In order to provide a suggestion for clinical treatment of osteoporotic fracture, this consensus is developed by the Osteoporosis Group of the Chinese Orthopaedic Association, in collaboration with the Orthopaedic Specialist Committee of the Chinese Society of Gerontology and Geriatrics, the Traumatic Orthopaedics and Multiple Injuries Group of the Emergency Resuscitation Committee of the Chinese Medical Association, and the Osteoporosis Committee of the Shanghai Society of Integrated Traditional Chinese and Western Medicine.
Bone repair materials in osteoporotic fractures
High porosity and low strength of cancellous bone lead to failure of internal fixation in osteoporosis patients (10). Bone grafting can fill the bone defect to improve biomechanical properties. Current bone repair materials should have at least one of these two roles: (1) bone conductive role, which provides mechanical stability and enhances osteointegration of the implant or (2) bone inducible role, which enhances bone repair by inducing bone remodeling. Clinical bone repair materials are autologous bone, allogeneic bone, and artificial bone.
Autologous bone
Autologous bone graft is the “gold standard” for the treatment of bone defects. Cortical bone can be selected for structural grafting to increase fracture stability. Cancellous bone can be used to fill the bone defect to facilitate fracture healing. Autologous cortical bone grafts have excellent structural integrity and can provide mechanical support in the early stages of fracture healing (15). For osteoporotic proximal humeral fractures, autogenous fibular segment graft combined with locking plate fixation can enhance the support of the internal fixation, against varus stress, reduce the risk of internal fixation failure and humeral head necrosis (16–18). The large surface area of autogenous cancellous bone grafts facilitates vessel reconstruction and bone conduction. Meanwhile, autologous cancellous bone is rich in mesenchymal stem cells (MSCs) and bone inductive factors that promote osteogenesis (19). However, autologous bone still has several disadvantages. Sources of autologous bone are limited. Fibula and iliac bone are common sources of autogenous bone grafting. Trauma, infection, or former bone graft history of donor site may restrict autologous bone application. Obtaining autologous bone is an invasive procedure with risks associated with surgery such as bleeding and infection. These potential complications may cause secondary damage to patients.
Allogeneic bone
Allogeneic bone is a suitable substitute for autologous bone. Allogeneic bone can be obtained from living or non-living donors and preserved in bone tissue bank. Allogeneic cancellous bone grafts are mainly used in spinal fusion enhancement and filling bone defects in patients with osteoporosis. Cortical allografts are primarily used for vertebroplasty to fill bone defects that require immediate loading. Demineralized bone matrix is also a kind of bone graft material for spinal fusion, bone non-union, and bone defects. The integral property of allogeneic bone is similar to autologous bone, triggers endochondral ossification, and, eventually, forms new bone at the implantation site (20). The disadvantages of allogenic are immune rejection and lack of bioactivity. There is a risk of immune rejection of allogeneic bone grafts, which may lead to local redness, swelling even bone resorption. The lack of bioactivity of allogeneic leads a longer duration of bone healing. Those disadvantages are not unacceptable compared with the wide source of homogeneous allogeneic bone and the unrestricted dosage.
Artificial bone material
Calcium sulfate grafts are absorbable synthetic bone substitutes, which could be resorbed within 1–3 months faster than bone grafts (21–23). Calcium phosphate (CaP) ceramics are a family of calcium salt compounds composed of varying proportions of calcium ions and organic phosphates. CaP ceramics have applied as an absorbable ceramic with good bone conductivity (24–27).
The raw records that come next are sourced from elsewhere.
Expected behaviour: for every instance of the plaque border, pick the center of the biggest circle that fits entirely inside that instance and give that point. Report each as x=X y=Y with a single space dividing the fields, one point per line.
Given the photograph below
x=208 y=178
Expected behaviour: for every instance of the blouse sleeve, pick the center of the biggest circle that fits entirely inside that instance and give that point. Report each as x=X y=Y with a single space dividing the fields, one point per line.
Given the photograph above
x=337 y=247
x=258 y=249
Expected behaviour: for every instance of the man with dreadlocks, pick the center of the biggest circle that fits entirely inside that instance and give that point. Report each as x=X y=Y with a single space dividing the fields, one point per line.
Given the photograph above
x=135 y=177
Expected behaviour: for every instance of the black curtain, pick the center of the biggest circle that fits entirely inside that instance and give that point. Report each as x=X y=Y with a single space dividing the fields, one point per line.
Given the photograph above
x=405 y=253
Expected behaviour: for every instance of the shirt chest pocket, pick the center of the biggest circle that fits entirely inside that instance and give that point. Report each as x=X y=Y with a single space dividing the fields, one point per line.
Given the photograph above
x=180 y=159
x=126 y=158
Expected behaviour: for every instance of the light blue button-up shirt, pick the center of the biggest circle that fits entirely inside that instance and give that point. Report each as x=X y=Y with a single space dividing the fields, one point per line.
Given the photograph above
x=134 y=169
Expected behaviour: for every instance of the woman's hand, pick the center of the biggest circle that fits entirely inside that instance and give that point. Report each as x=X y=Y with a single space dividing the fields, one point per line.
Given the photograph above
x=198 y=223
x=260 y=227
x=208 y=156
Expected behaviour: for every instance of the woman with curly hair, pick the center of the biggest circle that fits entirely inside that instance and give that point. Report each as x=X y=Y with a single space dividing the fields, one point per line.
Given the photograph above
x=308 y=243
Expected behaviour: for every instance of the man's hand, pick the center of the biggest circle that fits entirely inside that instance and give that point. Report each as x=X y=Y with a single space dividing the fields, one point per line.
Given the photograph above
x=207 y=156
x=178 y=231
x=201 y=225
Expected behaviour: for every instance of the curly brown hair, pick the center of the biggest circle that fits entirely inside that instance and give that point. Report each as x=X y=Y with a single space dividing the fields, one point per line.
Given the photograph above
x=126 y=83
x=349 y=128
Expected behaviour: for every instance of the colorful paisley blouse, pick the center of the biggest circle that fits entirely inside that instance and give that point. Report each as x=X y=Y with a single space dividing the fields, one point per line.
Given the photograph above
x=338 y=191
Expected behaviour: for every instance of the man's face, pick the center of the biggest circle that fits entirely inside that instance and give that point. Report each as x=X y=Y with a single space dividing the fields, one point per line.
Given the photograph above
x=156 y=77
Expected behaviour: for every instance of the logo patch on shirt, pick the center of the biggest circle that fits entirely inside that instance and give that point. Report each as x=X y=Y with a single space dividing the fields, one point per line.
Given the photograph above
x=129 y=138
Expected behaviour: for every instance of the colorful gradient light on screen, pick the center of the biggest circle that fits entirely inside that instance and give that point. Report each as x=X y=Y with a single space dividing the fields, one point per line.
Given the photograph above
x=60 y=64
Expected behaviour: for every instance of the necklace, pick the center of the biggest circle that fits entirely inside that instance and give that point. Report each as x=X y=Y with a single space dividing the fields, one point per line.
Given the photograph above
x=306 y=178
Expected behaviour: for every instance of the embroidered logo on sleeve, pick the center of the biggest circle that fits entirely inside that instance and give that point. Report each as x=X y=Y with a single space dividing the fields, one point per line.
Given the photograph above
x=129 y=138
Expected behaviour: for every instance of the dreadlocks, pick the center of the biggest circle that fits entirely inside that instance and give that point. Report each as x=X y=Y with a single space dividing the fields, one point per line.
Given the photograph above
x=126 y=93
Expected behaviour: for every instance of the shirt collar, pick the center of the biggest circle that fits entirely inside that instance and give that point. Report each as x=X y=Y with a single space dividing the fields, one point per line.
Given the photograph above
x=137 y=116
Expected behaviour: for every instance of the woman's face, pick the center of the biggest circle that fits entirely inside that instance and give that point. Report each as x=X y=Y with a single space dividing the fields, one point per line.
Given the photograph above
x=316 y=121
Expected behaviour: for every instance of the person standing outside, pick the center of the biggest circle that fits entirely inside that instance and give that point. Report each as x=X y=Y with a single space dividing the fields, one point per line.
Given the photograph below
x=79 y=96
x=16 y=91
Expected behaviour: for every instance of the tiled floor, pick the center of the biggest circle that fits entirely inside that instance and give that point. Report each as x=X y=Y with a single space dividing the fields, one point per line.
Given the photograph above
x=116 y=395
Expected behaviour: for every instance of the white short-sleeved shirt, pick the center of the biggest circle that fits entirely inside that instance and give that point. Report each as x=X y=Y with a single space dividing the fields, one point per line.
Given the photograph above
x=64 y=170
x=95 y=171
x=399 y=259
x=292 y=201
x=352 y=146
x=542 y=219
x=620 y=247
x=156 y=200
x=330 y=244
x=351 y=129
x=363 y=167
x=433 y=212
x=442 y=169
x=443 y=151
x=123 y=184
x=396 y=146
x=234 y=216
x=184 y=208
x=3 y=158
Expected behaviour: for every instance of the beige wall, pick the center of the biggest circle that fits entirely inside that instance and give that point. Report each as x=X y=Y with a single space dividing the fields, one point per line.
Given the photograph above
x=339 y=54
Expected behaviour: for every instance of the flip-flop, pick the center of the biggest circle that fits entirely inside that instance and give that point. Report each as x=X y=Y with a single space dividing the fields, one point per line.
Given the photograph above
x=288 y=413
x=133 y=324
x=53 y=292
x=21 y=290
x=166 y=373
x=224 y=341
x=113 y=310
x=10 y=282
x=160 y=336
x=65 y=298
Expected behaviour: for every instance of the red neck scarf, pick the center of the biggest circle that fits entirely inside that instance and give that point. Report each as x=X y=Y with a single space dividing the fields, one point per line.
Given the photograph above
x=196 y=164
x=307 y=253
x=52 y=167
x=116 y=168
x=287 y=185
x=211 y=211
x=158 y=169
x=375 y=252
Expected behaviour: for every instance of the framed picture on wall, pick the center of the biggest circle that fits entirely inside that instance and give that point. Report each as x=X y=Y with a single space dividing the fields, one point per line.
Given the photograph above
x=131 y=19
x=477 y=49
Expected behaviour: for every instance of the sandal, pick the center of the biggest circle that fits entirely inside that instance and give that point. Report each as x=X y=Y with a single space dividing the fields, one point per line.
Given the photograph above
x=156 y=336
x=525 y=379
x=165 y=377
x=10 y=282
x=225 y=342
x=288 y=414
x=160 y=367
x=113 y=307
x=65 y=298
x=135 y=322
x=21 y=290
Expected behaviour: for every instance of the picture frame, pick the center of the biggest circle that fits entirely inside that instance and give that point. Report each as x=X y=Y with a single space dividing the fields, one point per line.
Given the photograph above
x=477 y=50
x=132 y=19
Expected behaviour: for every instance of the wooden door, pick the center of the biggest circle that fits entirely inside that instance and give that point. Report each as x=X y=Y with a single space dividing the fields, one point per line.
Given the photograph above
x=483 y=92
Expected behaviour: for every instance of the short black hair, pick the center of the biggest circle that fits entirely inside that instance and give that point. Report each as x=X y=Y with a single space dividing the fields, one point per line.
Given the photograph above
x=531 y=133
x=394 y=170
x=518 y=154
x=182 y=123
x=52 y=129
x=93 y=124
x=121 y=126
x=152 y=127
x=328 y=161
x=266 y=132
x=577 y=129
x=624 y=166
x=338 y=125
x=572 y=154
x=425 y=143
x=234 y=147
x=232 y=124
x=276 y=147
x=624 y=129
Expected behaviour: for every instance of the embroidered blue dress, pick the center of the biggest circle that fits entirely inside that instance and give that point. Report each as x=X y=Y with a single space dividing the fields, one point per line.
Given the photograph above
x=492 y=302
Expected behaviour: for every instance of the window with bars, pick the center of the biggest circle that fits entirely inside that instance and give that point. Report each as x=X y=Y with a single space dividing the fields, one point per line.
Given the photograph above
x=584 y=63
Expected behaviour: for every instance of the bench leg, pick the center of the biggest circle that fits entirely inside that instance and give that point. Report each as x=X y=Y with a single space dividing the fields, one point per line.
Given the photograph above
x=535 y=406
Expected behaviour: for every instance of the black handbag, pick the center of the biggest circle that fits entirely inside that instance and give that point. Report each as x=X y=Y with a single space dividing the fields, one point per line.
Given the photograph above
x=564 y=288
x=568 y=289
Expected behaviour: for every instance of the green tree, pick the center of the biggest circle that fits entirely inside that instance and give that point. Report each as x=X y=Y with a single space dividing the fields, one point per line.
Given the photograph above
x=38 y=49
Bone cement has been used in the treatment of compressive osteoporotic vertebral fractures. However, the risk of complications caused by bone cement still exists. Indications of bone cement application should be controlled. In addition, the procedure of bone cement should be noticed to prevent leakage. Polymethylmethacrylate (PMMA) bone cement is widely used in clinical practice. PMMA bone cement can stabilize the injured vertebral body rapidly and relieve patients’ symptoms. However, PMMA has no bone conductive property and cannot be integrated within the host bone. PMMA cannot conduce adhesion and growth of bone cells after injected into fracture sites. High modulus and stiffness of PMMA can easily lead to local microfracture and compression fractures of adjacent vertebrae (28). Calcium phosphate cement (CPC) is a white powder and a good substitute for bone grafts. CPC is widely used to fill bone defects in fragility fractures. The remodeling process of CPC occurs at the bone-cement interface where deposition of new bone and resorption of CPC occurred simultaneously (29). Zinc, magnesium, copper, and other metal ion can be added in artificial bone materials to promote bone repair in a delicate concentration (30–34). Bioactive composite also showed great prospect in application of bone repair (35–37). Bioactive materials such as biocompatible hydrogel or materials with bioactive factors such as BMP-2, MMP-cleavable peptides were reported in treating large bone defect with good outcomes (38–40). The bioactive materials that carry bioactive factors to create bone organoid may be a new research direction in bone repair (41).
Bone-targeting biomaterials
Bone-targeting materials are mainly divided into two categories: matrix-targeted materials and cell-targeted materials (42). Inorganic hydroxyapatite (HA) is the main component of bone matrix. Matrix-targeted materials select HA high-affinity substances as drugs or drug carriers, mainly include tetracycline and bisphosphonates (43, 44). The cellular components of bone tissue include MSCs, osteoblasts, osteoclasts, and adipocytes (45). Complex functions and the interaction of bone cells need that the drug delivery system has precise cells targeted ability (46, 47). Advances in cell-targeted materials research used high-cell affinity peptides and nucleic acids as targeting components and growth factors as drug components (48). Recently, several studies reported that several exosomes from special origin are highly bone-targeting in vivo and have high drug delivery potential (49–52). Reactive Oxygen Species (ROS) appear in many aging diseases and can be a target in osteoporosis (53). There are many drugs that have bone-targeted function, including many small molecules from traditional Chinese drugs, which were reported could improve osteogenesis in fracture (53–55).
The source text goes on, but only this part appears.